How can traders leverage on systematic trading to supplement their usual trading habits?
Despite relatively low return, what can traders expect in the long run?Ng: We believe that by adopting the approach of systematic trading, anyone can be a trader as it is highly-scalable, as it allows users to execute their trading strategies without much thought.
However, we note that in systematic trading, backtesting and proof of concept is critical and is a must before users begin trading systematically. Trading systematically without any backtesting or proof of concept can be disastrous as one might be trading on a strategy that was never profitable.

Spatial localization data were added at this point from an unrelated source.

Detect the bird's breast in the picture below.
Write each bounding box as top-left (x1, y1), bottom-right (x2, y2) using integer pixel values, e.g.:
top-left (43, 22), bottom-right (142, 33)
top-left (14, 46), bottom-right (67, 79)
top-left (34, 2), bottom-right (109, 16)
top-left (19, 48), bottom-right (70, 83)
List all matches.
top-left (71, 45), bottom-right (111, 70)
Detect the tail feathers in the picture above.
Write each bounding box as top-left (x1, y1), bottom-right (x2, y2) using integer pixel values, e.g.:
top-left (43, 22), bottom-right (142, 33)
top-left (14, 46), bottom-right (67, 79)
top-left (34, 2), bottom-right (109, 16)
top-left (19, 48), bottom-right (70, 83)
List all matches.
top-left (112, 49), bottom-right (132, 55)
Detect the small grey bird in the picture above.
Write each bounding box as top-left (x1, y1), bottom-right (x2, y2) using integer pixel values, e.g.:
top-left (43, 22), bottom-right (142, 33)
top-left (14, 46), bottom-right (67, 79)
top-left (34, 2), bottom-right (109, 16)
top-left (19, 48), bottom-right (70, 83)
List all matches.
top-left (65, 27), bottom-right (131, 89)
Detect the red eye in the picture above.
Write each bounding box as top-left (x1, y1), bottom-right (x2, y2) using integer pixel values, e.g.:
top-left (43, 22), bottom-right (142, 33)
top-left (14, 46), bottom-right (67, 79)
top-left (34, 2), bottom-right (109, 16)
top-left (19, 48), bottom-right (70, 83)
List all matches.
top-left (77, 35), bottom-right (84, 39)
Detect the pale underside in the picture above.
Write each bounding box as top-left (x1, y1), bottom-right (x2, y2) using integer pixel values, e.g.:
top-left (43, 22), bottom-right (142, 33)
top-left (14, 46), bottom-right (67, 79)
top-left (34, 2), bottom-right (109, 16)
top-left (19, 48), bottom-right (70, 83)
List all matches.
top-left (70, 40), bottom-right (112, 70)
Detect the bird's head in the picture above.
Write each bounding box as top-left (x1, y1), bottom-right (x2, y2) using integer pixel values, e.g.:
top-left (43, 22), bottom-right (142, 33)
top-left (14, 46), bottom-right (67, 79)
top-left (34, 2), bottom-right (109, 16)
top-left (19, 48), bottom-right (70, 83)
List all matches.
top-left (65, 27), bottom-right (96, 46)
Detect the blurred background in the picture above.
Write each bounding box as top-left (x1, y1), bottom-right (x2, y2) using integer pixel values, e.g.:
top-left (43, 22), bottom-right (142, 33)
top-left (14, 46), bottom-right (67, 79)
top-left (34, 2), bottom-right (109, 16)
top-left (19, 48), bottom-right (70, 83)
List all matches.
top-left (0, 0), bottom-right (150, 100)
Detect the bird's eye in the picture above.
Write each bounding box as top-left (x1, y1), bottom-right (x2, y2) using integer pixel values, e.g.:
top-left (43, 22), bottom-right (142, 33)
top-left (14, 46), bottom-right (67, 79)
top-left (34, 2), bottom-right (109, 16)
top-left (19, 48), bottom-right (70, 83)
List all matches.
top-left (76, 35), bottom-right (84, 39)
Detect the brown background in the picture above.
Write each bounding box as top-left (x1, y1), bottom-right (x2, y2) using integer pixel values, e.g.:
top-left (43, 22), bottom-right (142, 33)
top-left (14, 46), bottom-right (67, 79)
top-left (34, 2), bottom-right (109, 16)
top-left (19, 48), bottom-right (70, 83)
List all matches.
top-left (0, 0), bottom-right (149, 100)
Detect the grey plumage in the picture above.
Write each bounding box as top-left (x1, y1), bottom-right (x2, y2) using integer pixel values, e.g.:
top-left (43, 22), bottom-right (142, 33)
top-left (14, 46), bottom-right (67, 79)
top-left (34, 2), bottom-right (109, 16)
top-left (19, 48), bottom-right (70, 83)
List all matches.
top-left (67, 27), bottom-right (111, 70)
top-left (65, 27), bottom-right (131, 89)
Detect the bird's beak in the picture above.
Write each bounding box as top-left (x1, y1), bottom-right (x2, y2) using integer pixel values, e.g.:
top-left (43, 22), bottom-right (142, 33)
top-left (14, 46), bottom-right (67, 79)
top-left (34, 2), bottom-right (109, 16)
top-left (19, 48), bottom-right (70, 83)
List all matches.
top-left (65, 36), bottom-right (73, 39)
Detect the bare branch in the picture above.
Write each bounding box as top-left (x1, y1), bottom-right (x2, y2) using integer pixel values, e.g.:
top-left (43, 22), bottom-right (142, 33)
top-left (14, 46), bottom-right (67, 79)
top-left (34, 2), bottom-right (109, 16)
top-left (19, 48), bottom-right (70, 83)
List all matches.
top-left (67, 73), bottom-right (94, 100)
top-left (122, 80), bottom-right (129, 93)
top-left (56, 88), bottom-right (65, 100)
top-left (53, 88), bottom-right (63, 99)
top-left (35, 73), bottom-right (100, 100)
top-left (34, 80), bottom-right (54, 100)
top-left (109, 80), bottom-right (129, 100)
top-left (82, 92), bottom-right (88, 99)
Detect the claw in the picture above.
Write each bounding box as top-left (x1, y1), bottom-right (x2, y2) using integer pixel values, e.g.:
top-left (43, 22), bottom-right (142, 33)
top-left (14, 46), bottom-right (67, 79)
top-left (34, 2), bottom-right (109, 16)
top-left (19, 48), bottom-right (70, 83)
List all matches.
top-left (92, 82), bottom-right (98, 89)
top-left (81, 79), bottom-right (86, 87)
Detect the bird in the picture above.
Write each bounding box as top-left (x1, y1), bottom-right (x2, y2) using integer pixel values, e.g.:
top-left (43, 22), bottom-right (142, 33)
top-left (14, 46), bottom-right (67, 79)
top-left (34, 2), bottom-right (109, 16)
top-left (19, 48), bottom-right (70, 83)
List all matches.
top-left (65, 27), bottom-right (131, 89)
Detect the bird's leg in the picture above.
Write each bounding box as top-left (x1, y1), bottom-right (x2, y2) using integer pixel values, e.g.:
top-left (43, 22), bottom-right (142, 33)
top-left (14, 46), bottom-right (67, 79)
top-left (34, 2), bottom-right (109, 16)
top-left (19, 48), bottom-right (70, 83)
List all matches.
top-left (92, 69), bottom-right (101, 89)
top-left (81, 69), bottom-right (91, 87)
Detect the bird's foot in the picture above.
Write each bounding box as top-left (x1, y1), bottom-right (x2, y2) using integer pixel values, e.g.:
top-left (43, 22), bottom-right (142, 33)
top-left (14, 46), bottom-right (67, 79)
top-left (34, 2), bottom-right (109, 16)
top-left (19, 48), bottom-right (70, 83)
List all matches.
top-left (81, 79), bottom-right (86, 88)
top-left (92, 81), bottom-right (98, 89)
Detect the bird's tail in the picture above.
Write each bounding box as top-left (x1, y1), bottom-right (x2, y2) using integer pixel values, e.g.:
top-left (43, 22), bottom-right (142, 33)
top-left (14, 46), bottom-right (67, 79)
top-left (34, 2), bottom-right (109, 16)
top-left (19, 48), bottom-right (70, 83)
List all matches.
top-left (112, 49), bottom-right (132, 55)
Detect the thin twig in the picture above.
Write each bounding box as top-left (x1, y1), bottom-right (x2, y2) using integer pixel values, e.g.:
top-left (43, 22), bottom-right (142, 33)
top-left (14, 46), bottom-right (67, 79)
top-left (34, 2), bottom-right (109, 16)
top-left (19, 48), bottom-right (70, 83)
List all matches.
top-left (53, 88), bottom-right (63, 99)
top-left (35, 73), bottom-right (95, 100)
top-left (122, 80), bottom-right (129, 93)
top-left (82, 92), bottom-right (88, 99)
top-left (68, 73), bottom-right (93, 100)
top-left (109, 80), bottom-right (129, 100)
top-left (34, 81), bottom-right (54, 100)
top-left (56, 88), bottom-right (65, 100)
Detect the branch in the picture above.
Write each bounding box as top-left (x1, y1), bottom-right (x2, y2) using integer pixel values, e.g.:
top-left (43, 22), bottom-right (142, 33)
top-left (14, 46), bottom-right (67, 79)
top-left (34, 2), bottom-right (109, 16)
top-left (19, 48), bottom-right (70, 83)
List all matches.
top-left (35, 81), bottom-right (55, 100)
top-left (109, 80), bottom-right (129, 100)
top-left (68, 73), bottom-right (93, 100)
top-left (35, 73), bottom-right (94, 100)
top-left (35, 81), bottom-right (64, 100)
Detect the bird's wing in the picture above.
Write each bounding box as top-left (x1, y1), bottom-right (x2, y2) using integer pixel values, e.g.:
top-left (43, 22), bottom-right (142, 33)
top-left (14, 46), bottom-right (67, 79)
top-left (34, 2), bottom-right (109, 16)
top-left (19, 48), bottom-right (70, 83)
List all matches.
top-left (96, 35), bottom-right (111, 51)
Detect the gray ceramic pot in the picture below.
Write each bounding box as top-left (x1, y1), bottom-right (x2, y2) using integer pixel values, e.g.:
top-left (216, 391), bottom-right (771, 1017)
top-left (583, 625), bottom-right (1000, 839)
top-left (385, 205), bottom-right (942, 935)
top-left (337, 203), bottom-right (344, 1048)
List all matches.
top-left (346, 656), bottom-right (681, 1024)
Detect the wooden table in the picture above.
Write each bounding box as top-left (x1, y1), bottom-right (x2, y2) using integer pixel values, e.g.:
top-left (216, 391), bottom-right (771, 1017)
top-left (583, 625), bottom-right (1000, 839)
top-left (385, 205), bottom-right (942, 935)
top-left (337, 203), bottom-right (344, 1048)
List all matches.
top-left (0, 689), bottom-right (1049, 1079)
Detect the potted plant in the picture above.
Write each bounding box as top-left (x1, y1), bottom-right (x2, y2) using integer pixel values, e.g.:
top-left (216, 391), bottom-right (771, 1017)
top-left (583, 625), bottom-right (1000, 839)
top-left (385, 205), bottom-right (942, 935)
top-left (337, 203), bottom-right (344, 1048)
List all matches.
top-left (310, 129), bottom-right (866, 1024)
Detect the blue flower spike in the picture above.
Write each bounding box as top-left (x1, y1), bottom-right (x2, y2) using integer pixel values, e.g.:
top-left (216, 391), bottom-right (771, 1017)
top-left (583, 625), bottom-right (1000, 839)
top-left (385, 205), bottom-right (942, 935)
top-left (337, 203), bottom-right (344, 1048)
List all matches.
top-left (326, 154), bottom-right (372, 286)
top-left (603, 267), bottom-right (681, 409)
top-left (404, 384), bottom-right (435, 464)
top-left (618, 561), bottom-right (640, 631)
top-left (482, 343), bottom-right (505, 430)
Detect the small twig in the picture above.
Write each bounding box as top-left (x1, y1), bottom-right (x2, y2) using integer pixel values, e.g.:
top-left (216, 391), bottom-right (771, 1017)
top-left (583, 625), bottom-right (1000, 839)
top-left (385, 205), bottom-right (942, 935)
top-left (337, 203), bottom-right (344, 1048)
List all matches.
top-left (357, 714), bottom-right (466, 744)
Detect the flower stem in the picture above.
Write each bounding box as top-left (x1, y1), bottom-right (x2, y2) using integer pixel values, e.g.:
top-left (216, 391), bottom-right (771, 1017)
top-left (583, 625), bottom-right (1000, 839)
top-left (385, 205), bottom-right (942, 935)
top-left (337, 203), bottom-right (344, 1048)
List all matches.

With the social distancing and change in the way people meet and communicate, what are some of the effective platforms used to communicate trading updates with traders and potential traders?
Ng: For us, prior to the movement control order (MCO), we were sharing our trading ideas through our Kenanga Trade to Win telegram channel where it encompasses technical, fundamental and systematic trading ideas.
After the MCO was implemented, we believed that it was a good opportunity to introduce short-term systematic trading (day-trading in a systematically way).
Thus, we would share with our followers in telegram on, for example, five stocks that we are looking for trading opportunities before the market opens.
As the market goes live, we would monitor for entry levels for the stocks.
If prices trigger any of our entry levels on these stocks, our followers will receive an updated message.
We follow up on our calls with reminders should the prices begin closing into our target or stop-loss levels, prompting followers that there are profits that are realisable or losses that should be stopped.
Since we started our short-term systematic trading calls on March 30 until May 20, we have made 116 trading calls.